Source: Ally. 8 February 2017. “Hattie ‘The Tree Lady of Brooklyn’ Carthan.” Brooklyn Public Library. Available at: https://www.bklynlibrary.org/blog/2017/02/08/hattie-tree-lady-brooklyn.
African American environmental activist Hattie Carthan was 64 years old when she launched a grassroots campaign in the Bedford-Stuyvesant neighborhood of Brooklyn. Her formerly tree-lined block had experienced a significant loss in tree canopy over time, which according to the Brooklyn Botanic Garden was likely due to “the combination of natural stand decline and municipal disinterest in replacing street trees in a redlined neighborhood.” In 1964, Carthan sent postcards to every house on the block to arrange a meeting, and seven people attended, forming the T&T (Tompkins and Throop Avenues) Block Association. A neighborhood barbecue raised funds for tree replacement resulting in four new trees on the block. Mayor of New York City John Lindsay attended the next barbecue at the T&T Block Association’s invitation, and the NYC Parks Department soon offered help in the form of six additional trees for every four planted—the origins of New York City’s 60-year-old tree matching program.

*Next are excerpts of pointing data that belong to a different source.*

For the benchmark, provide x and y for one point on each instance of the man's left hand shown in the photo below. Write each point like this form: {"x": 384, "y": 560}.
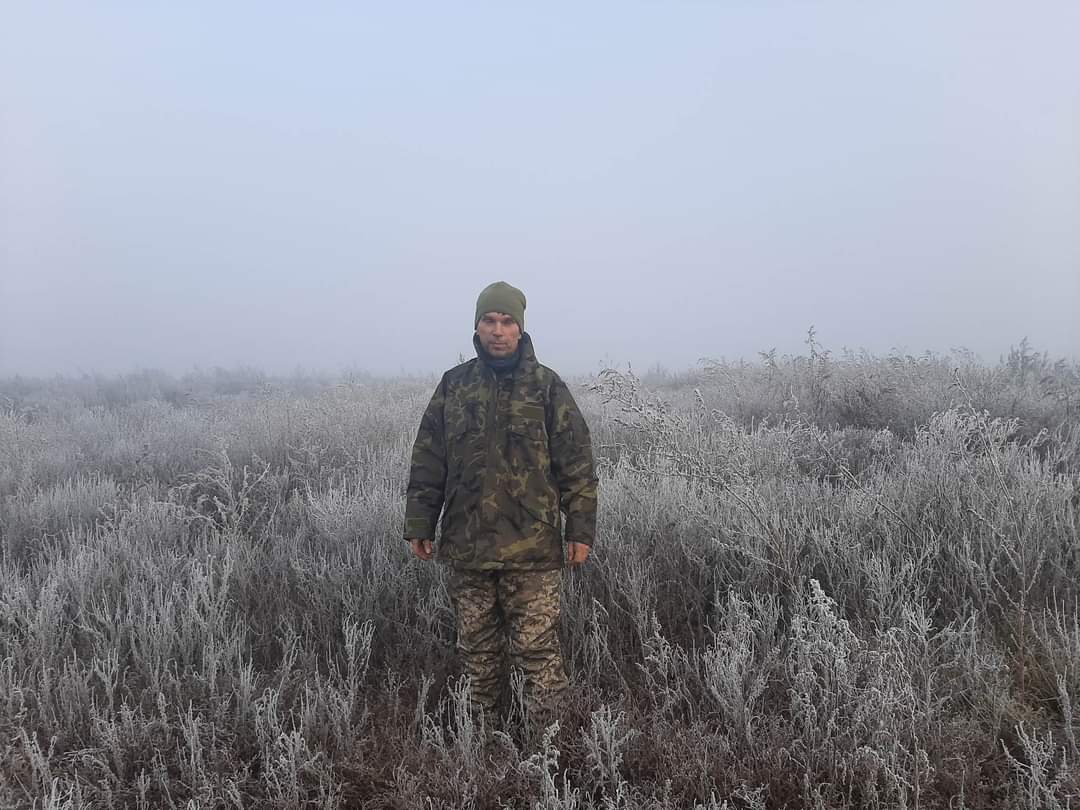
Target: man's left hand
{"x": 577, "y": 553}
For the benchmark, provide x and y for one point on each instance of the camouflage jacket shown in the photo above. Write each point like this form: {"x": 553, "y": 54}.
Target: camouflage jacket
{"x": 500, "y": 458}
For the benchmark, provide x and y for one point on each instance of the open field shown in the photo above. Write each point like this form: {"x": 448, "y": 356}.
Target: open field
{"x": 820, "y": 582}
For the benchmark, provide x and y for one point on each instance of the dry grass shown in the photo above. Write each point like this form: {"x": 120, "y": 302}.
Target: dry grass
{"x": 821, "y": 582}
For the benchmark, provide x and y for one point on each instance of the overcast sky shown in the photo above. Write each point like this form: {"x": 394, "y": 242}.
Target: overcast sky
{"x": 329, "y": 186}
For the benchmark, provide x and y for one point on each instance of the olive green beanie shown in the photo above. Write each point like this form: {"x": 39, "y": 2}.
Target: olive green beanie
{"x": 501, "y": 297}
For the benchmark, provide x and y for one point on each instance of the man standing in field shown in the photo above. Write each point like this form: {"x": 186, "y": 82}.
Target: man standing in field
{"x": 502, "y": 453}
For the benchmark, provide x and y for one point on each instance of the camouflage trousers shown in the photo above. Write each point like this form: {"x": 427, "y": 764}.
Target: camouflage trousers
{"x": 510, "y": 617}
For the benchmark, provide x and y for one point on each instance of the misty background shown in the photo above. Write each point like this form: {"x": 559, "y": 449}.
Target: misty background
{"x": 215, "y": 185}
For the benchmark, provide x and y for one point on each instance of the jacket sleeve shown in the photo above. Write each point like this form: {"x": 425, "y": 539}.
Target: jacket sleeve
{"x": 571, "y": 463}
{"x": 427, "y": 481}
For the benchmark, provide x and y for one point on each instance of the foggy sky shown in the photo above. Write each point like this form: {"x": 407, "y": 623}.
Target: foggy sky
{"x": 223, "y": 184}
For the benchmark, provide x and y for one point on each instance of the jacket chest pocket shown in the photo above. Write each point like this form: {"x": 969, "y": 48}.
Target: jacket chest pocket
{"x": 463, "y": 442}
{"x": 528, "y": 444}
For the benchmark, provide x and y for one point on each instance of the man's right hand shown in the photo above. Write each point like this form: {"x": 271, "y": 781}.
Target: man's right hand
{"x": 423, "y": 549}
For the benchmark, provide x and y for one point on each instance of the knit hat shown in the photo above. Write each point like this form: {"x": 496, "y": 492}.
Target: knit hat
{"x": 501, "y": 297}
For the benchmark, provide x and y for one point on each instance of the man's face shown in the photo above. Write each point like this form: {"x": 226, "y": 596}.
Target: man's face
{"x": 498, "y": 334}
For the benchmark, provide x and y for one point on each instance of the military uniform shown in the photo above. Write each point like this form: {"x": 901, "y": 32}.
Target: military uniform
{"x": 501, "y": 457}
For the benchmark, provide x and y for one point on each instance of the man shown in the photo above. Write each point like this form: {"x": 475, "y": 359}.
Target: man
{"x": 501, "y": 451}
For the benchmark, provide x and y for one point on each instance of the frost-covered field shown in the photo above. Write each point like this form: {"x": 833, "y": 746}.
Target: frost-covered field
{"x": 820, "y": 582}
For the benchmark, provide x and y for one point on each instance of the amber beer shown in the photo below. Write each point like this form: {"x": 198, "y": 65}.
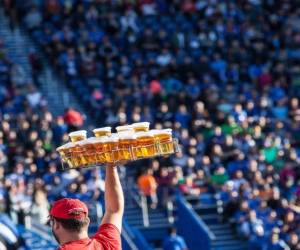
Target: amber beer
{"x": 145, "y": 146}
{"x": 127, "y": 141}
{"x": 164, "y": 141}
{"x": 99, "y": 132}
{"x": 67, "y": 154}
{"x": 78, "y": 153}
{"x": 110, "y": 148}
{"x": 99, "y": 144}
{"x": 141, "y": 126}
{"x": 77, "y": 135}
{"x": 89, "y": 150}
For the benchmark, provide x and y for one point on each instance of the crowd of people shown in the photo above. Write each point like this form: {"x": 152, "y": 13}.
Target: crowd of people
{"x": 29, "y": 165}
{"x": 224, "y": 75}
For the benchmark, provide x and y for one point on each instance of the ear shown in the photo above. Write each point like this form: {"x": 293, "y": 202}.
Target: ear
{"x": 56, "y": 225}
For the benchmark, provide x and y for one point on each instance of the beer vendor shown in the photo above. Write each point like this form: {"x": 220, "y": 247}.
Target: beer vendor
{"x": 69, "y": 219}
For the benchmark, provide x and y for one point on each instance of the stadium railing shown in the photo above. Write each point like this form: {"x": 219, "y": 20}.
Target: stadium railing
{"x": 196, "y": 233}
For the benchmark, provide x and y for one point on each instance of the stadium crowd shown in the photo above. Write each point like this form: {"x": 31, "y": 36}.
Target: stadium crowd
{"x": 29, "y": 134}
{"x": 224, "y": 75}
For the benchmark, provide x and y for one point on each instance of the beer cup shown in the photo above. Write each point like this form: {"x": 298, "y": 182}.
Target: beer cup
{"x": 164, "y": 142}
{"x": 145, "y": 146}
{"x": 79, "y": 154}
{"x": 99, "y": 132}
{"x": 99, "y": 143}
{"x": 141, "y": 126}
{"x": 112, "y": 143}
{"x": 127, "y": 143}
{"x": 77, "y": 135}
{"x": 62, "y": 150}
{"x": 89, "y": 150}
{"x": 67, "y": 154}
{"x": 125, "y": 128}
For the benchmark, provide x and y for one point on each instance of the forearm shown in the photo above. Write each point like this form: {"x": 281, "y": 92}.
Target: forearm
{"x": 114, "y": 198}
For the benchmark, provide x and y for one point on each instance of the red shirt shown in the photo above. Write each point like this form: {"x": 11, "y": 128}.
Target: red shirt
{"x": 107, "y": 237}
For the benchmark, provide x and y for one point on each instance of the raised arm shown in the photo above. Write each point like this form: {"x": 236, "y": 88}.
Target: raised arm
{"x": 114, "y": 198}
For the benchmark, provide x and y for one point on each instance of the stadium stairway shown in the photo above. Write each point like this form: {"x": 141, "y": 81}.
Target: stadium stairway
{"x": 159, "y": 223}
{"x": 19, "y": 45}
{"x": 207, "y": 209}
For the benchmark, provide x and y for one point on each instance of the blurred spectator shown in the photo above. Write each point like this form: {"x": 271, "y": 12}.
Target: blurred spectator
{"x": 174, "y": 241}
{"x": 147, "y": 185}
{"x": 73, "y": 119}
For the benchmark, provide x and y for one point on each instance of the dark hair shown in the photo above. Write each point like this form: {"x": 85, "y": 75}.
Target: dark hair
{"x": 172, "y": 230}
{"x": 73, "y": 225}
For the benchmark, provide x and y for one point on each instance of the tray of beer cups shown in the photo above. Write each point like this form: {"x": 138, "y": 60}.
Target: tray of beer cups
{"x": 129, "y": 143}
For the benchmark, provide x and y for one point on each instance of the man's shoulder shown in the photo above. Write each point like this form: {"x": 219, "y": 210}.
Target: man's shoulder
{"x": 109, "y": 236}
{"x": 85, "y": 244}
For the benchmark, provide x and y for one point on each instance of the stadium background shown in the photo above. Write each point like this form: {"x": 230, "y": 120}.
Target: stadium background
{"x": 224, "y": 75}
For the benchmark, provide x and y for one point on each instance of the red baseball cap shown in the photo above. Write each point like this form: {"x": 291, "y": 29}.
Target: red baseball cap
{"x": 67, "y": 208}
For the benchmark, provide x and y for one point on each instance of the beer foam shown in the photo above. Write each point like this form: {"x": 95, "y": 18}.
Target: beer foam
{"x": 161, "y": 131}
{"x": 124, "y": 128}
{"x": 141, "y": 124}
{"x": 144, "y": 134}
{"x": 78, "y": 133}
{"x": 104, "y": 129}
{"x": 127, "y": 135}
{"x": 68, "y": 145}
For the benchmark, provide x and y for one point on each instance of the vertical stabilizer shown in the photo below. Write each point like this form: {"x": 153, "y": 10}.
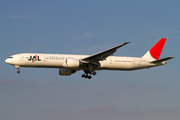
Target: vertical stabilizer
{"x": 155, "y": 52}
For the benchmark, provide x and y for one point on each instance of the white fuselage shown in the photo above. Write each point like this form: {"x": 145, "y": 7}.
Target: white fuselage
{"x": 59, "y": 61}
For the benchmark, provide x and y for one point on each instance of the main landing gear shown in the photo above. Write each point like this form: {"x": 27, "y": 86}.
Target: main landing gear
{"x": 18, "y": 71}
{"x": 88, "y": 72}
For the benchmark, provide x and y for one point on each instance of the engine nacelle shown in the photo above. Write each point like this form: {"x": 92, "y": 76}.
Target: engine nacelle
{"x": 65, "y": 72}
{"x": 72, "y": 63}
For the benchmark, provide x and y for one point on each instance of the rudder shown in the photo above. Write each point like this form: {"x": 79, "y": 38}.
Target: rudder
{"x": 155, "y": 51}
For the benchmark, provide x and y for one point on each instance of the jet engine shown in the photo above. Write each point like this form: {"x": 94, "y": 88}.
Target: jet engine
{"x": 72, "y": 63}
{"x": 65, "y": 72}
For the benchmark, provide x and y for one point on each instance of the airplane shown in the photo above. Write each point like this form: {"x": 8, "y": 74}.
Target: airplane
{"x": 69, "y": 64}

Carthan went on to become chair of the Bedford-Stuyvesant Beautification Committee, a coalition of more than 100 neighborhood block associations that would eventually plant over 1,500 trees in Brooklyn. She also founded the Neighborhood Tree Corps with a New York State Council on the Arts grant, teaching youth about tree care and urban horticulture, and the Magnolia Tree Earth Center of Bedford-Stuyvesant, which bought three brownstone apartment buildings to protect the magnolia tree growing in front of them from urban development. That magnolia still stands today, and when Carthan died in 1984, the Brooklyn Botanic Garden introduced a new magnolia hybrid in her honor—Magnolia × brooklynensis ‘Hattie Carthan’—a testament to a legacy of stewardship that extends beyond both her neighborhood and her lifetime.